21 September 2016
The Comprehensive Economic Trade Agreement (CETA) – a deal between the EU and Canada – could lead to corporations making legal challenges to the UK over our labour rights.
This is according to a new report co-written by a number of organisations including the European Federation of Public Service Unions, which warned that under the deal Canadian investors and US companies with subsidiaries in Canada will have the ability to sue governments enacting legislation that could negatively affect their profit margins.
Existing deals like the North American Free Trade Agreement have led to lawsuits against national governments for enacting legislation to protect workers’ rights, public health and the environment.
The report, which was co-authored by Corporate Europe Observatory, Friends of the Earth Europe and 20 other civil society organisations, explained that the Investor Court System (ICS) embedded within CETA is a form of the Investor State Dispute Settlement (ISDS) system, which has been widely criticised for allowing companies to sue governments against the public interest.
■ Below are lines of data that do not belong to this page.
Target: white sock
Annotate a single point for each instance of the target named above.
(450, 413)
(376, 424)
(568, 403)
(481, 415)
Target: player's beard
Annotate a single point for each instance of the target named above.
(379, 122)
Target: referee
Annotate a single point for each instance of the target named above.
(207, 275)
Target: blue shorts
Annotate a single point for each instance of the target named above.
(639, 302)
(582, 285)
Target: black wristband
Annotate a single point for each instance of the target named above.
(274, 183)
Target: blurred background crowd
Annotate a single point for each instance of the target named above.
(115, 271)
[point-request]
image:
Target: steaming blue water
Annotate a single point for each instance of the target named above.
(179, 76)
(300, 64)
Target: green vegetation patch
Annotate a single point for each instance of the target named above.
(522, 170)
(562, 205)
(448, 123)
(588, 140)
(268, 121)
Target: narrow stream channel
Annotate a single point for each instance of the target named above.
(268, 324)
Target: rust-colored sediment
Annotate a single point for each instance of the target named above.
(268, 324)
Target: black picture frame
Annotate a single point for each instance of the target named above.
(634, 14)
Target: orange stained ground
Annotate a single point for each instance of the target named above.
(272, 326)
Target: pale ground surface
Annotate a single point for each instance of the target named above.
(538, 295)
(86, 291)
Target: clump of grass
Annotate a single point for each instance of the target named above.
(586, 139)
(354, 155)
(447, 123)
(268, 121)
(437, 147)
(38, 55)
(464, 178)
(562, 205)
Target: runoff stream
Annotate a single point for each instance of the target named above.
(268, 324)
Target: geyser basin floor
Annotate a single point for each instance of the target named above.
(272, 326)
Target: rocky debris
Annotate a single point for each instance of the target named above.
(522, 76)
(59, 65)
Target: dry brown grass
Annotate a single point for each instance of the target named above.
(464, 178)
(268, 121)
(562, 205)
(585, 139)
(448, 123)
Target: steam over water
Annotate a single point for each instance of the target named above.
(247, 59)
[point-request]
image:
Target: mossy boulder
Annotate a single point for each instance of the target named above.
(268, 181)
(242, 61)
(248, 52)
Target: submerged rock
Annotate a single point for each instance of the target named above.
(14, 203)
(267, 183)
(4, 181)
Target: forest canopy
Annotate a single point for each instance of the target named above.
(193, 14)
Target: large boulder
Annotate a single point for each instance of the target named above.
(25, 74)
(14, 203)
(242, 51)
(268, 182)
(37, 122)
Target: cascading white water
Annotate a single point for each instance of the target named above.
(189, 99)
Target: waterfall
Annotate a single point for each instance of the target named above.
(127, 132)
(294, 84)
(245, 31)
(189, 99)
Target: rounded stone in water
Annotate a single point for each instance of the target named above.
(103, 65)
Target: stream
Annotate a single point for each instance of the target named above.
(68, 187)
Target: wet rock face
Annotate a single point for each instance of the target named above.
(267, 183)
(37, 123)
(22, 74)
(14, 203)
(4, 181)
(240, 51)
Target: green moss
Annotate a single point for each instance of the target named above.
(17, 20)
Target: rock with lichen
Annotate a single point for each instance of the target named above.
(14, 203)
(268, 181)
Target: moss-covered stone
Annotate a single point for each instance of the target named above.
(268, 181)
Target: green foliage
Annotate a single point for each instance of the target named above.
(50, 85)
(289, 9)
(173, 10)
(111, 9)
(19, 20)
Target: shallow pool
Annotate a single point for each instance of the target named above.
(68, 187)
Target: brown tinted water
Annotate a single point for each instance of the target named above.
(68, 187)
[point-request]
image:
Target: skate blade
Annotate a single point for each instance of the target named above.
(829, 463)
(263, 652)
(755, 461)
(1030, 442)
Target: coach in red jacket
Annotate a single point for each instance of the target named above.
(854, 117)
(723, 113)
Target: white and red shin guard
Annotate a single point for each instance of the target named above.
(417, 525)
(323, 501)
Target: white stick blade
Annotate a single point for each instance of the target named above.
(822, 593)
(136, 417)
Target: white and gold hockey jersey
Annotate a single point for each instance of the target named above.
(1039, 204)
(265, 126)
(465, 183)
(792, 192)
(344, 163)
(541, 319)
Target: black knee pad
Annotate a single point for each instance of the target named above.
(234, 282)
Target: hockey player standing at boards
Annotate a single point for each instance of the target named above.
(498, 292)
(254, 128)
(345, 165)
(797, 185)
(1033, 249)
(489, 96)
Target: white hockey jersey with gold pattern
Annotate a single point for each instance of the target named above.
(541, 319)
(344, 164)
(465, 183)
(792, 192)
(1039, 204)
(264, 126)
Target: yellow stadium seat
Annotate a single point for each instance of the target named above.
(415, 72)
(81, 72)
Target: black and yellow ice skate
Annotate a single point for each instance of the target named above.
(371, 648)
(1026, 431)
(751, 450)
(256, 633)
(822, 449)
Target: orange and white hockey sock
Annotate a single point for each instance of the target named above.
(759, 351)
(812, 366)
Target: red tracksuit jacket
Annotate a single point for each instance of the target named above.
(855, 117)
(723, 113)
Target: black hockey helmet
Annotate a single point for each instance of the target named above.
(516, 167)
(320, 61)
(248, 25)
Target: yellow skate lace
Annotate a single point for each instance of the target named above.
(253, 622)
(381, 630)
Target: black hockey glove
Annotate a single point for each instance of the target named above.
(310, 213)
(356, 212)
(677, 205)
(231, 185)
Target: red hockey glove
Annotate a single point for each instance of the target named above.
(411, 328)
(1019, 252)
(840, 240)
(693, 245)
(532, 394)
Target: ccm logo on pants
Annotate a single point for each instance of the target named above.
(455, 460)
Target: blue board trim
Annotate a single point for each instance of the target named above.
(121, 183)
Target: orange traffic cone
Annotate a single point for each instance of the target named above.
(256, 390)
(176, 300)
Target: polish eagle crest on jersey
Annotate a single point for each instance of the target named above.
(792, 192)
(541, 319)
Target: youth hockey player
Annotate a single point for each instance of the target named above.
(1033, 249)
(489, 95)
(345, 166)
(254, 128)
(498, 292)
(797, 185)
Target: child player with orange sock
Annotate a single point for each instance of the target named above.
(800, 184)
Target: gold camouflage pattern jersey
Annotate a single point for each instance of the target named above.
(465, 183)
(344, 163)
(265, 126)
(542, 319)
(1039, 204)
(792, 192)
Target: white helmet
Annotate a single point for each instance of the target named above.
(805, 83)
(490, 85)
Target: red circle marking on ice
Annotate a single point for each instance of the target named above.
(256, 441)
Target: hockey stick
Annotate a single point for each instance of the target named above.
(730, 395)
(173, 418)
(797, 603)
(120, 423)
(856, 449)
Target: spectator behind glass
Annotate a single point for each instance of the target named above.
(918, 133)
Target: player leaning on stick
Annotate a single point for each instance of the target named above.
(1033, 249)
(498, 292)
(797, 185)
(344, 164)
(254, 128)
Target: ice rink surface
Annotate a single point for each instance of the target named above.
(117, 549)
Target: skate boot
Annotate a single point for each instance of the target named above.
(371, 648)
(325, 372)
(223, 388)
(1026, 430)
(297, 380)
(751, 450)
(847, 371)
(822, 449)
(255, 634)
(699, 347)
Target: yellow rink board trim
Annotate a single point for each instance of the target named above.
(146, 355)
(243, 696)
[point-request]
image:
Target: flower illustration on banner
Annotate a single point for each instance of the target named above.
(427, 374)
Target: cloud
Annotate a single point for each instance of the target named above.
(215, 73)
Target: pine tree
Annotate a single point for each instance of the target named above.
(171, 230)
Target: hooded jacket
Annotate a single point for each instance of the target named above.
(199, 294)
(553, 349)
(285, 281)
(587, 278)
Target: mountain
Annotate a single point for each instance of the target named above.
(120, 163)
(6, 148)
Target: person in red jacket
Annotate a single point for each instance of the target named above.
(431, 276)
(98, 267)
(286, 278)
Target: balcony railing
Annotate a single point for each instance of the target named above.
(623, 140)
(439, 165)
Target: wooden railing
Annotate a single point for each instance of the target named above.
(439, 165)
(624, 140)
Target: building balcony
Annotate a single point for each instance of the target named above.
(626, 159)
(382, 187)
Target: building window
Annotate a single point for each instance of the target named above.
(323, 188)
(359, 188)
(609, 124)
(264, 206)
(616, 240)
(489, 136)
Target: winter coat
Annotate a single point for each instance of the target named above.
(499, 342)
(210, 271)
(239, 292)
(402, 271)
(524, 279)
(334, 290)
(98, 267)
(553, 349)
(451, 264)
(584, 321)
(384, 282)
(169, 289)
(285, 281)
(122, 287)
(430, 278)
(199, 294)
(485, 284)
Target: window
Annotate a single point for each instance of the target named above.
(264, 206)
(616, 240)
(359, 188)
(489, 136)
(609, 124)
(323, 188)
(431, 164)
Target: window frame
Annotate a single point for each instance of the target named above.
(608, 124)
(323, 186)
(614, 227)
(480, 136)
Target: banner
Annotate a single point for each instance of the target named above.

“ICS can prevent governments from acting in the public interest both directly when a corporation sues a state, and indirectly by discouraging legislation for fear of triggering a suit. Globally, investors have challenged laws that protect public health such as anti-smoking laws, bans on toxics and mining, requirements for environmental impact assessments, and regulations relating to hazardous waste, tax measures and fiscal policies,” the report states.
Penny Clarke, Deputy General Secretary at the European Public Services Union, added: “It is not acceptable that public services like healthcare are liable to special investor courts when they exist first and foremost to serve the public. Ordinary people see that it is wrong to hand over to investors huge amounts of public money in these cases, why don’t more governments see it?”